Tuari Potiki reckons he knows from his own experience why Maori are 
twice as likely as other New Zealanders to get hooked on drink and drugs.

Mr Potiki, now the South Island manager of the Alcohol Advisory 
Council, ended up in the hospital for addicts at Hanmer Springs by 
the time he was 28.

An analysis of a Health Ministry survey of almost 13,000 people, to 
be presented at a treatment centres' conference in Auckland today, 
shows he was not unusual.

Just over a quarter (26.5 per cent) of all Maori in the survey had 
had substance use disorders some time in their lives - twice the 
national average of 12.3 per cent.

One in every 15 Maori (6.7 per cent) had "abused" alcohol in the past 
year alone, compared with the national average of only one in 40 (2.6 
per cent).

"Abuse" was defined as drinking which involved repeated failure to 
fulfil obligations at work, home or school, drinking while driving or 
operating machinery, drink-related criminal offending, or continued 
drinking despite resulting problems such as fights or domestic arguments.
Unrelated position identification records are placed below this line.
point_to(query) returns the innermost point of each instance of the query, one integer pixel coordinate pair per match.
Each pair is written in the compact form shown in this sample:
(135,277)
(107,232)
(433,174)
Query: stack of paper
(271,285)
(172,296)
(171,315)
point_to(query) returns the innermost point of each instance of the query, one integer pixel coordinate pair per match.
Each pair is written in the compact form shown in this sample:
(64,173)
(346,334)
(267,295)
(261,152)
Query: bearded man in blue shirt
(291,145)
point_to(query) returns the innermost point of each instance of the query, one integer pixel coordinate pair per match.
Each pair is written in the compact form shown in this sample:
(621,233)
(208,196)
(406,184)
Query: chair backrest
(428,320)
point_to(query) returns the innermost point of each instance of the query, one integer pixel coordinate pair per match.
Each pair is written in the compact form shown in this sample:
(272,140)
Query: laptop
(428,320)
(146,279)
About half these numbers also abused other drugs in the past year - 
3.7 per cent of Maori against a national average of 1.2 per cent.

National Addiction Centre director Doug Sellman, who will present the 
figures at the Australasian Therapeutic Communities Association 
conference, said that even after allowing for relative Maori 
youthfulness and poverty, they were still twice as likely to abuse 
drink and drugs as others of the same age and wealth.
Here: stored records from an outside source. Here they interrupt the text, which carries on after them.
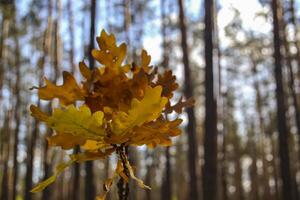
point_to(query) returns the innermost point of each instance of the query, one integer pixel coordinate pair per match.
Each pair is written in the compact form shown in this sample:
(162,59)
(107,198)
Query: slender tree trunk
(71,35)
(210,134)
(167,183)
(295,41)
(259,107)
(188,92)
(32,140)
(76,173)
(6,132)
(127,24)
(291,80)
(281,106)
(4,34)
(89,178)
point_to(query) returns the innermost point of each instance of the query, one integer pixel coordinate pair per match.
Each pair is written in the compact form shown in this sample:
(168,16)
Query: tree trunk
(17,113)
(89,178)
(281,106)
(167,182)
(32,140)
(6,133)
(188,92)
(210,134)
(4,34)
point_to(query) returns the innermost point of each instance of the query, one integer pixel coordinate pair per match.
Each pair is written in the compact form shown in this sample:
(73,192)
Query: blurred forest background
(239,59)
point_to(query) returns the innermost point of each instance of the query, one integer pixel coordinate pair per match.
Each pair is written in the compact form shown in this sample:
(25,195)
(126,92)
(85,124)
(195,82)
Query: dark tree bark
(89,178)
(31,143)
(210,134)
(6,18)
(281,106)
(167,179)
(188,92)
(6,132)
(71,35)
(17,112)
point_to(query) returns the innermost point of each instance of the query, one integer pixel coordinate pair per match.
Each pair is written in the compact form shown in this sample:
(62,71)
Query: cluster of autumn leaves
(119,105)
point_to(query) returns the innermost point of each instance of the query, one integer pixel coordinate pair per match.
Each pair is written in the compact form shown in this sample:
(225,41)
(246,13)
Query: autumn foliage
(118,105)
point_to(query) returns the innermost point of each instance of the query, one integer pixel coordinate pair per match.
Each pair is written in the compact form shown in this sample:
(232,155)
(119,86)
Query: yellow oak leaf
(145,110)
(156,132)
(109,54)
(67,93)
(38,114)
(145,60)
(78,122)
(93,145)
Mr Potiki, a cousin of Ngai Tahu chief executive Tahu Potiki, who 
yesterday announced his resignation, said it was no accident that the 
same pattern of people drinking themselves into oblivion occurred 
among Australian Aboriginals and Native Americans.

"The similarities are too close to be coincidence," he said. "That 
does make you think."

He grew up in a drinking family and started drinking with his mates 
when he left school.

"That was just what you did. You ended up believing the only way you 
could have fun was with alcohol or drugs," he said.
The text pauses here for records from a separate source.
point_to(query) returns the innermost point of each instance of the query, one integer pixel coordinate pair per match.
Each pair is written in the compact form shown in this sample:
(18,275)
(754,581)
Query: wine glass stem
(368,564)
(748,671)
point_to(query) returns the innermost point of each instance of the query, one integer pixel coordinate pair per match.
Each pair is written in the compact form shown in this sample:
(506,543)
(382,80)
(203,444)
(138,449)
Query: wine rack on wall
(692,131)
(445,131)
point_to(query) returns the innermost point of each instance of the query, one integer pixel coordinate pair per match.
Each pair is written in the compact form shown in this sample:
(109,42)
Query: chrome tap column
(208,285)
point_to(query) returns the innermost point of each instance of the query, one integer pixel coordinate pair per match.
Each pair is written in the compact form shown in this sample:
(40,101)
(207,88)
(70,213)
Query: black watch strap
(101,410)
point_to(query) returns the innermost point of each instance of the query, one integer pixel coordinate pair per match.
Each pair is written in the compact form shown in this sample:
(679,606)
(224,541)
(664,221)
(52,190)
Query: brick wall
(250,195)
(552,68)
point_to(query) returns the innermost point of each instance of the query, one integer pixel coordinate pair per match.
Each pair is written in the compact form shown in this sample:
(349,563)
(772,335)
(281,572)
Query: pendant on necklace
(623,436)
"I'm a classic in some ways. I had glue ear. I went deaf, I couldn't 
hear anything at school.

"I had an accident when I was 7 and couldn't see out of one eye. I 
got classed as a troublemaker. It wasn't till later that I realised 
it was because I couldn't hear or see anything.

"I left school at 13 believing I'm dumb, I'm only ever going to be a 
labourer, and labourers work hard and play hard and away you go.

"Had there been better intervention or monitoring or detection, if 
people had been looking for what some of the causes could have been 
rather than just saying, 'He's bad', it could have been different."

Mr Potiki was sent to Hanmer by a judge, which saved him.

"It was either go to treatment or go to jail."

Today he has a postgraduate qualification and a good job, but he 
worries that young people like him will miss out because Hanmer and 
many other residential treatment centres have closed down.

"Maori kids are still being tagged as being troublemakers or 
disruptive. On their own, they are not. I don't believe that stuff is 
inherent or genetic.

"You are a product of your environment. If those behaviours are 
manifesting, there are reasons that need to be looked at. If we make 
a difference earlier, then maybe we can end up getting somewhere."